Some people may prefer discreet categories more strongly than others, and so be more bothered by edge cases; other people may be more mentally flexible or capable of dealing with a third category labeled “edge cases”. It’s also possible that some people do not bother with discreet categories at all.

It would be interesting to test people’s preference for discreet categories, and then see if this correlates with disgust at humanoid robots or any particular political identities.

It would also be interesting to see if there are ways to equip people with different conceptual paradigms for dealing with data that better accommodate edge cases; a “Core vs. Periphery” approach may be better in some cases than discreet categories, for example.

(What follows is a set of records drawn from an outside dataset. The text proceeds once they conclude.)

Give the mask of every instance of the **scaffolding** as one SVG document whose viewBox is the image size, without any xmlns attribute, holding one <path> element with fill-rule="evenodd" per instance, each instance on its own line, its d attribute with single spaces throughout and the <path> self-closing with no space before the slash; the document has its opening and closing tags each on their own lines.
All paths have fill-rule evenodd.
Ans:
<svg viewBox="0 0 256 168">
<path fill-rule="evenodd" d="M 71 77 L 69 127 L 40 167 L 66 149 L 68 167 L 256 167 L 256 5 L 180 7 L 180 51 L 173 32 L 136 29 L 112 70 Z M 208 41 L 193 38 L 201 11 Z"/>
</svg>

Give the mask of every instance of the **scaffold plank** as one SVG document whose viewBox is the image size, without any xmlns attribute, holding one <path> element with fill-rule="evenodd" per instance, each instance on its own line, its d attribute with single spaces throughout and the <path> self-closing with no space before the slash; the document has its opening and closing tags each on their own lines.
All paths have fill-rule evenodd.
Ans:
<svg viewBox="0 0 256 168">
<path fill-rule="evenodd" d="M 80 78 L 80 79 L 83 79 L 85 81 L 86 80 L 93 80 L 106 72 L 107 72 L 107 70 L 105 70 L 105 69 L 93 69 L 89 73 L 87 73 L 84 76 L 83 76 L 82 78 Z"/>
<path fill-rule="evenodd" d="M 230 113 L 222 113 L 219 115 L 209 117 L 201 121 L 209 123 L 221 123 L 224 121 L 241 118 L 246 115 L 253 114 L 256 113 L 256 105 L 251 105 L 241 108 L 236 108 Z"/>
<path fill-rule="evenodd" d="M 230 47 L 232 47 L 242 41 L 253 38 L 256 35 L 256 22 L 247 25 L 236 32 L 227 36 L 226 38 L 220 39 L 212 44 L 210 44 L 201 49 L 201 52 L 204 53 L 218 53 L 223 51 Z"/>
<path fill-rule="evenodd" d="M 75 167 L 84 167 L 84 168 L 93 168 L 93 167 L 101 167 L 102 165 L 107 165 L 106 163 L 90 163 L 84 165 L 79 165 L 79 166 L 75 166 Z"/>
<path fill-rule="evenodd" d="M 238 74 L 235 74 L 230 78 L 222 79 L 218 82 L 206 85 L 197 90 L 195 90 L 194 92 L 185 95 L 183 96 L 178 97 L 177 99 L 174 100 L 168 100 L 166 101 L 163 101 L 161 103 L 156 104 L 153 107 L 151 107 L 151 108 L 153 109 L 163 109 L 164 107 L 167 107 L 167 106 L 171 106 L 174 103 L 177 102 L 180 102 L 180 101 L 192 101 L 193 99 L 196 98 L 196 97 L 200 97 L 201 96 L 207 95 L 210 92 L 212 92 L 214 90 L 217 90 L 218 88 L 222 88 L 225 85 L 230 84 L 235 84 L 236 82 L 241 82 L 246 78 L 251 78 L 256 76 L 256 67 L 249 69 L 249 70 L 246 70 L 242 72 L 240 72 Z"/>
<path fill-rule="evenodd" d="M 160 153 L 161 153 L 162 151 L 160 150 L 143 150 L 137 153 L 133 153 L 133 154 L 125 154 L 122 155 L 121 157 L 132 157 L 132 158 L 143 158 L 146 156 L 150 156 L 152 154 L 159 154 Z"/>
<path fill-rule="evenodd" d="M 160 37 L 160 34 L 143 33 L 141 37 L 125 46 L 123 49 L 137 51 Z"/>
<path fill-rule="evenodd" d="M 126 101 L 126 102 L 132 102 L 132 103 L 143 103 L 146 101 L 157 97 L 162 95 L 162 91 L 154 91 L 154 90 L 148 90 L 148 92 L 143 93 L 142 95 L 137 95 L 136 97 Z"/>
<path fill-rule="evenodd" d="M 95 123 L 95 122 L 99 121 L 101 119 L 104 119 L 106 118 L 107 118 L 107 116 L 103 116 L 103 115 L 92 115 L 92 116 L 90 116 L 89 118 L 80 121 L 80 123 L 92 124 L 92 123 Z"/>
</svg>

The Uncanny Valley of Intelligence

So thinking about this IQ-range business, I suspect there is some range where a person is just close enough to sometimes be sometimes in your range, and sometimes out of it, which renders them confusing and therefore annoying. Like, if they concentrate or have studied a particular subject, they can be as good at it–or better–as you are. But on general subjects or when they aren’t particularly concentrating, they say/do (from your POV) a ton of stupid shit. As a result, you have trouble classifying these people as “smart like self” (pretty much everyone believes themselves to be smart,) or “Dumb like not-self”, and our brains probably dislike that confusion.

There is probably also a point below which, as long as the other person isn’t aggressive, we stop trying to fit them into our mental models and just accept them. We might not have great conversations with them, but we also don’t try to discuss quantum with them. Kids are like this; objectively speaking, kids are pretty dumb and we fall all over ourselves when they do something like add 5+6 without fucking up, but teenagers with their “I think I know everything” attitude really piss people off, even thought teens actually do know a lot more than little kids. I don’t think it’s just because people have an evolutionary reason to bond with their own kids, because teenagers are your kids, too, and people probably find their own teenagers more annoying than other people’s kids.

So among my near-relatives, one of them has a condition that affects their brain/cognition, and I just accept them as kinda dumb and don’t stress about it. Another seems to fall into the uncanny valley of dumb and smart, which I find really stressful to be around. (Oh really, you read a study? And you are telling me about it? And oh, yes, you misunderstood the implications. Again. I see. Yes do please keep telling me about it.) Sadly, the just-dumb relative seems to fall in the annoying relative’s uncanny valley, so annoying relative complains to me about how annoying the just-dumb relative is to them.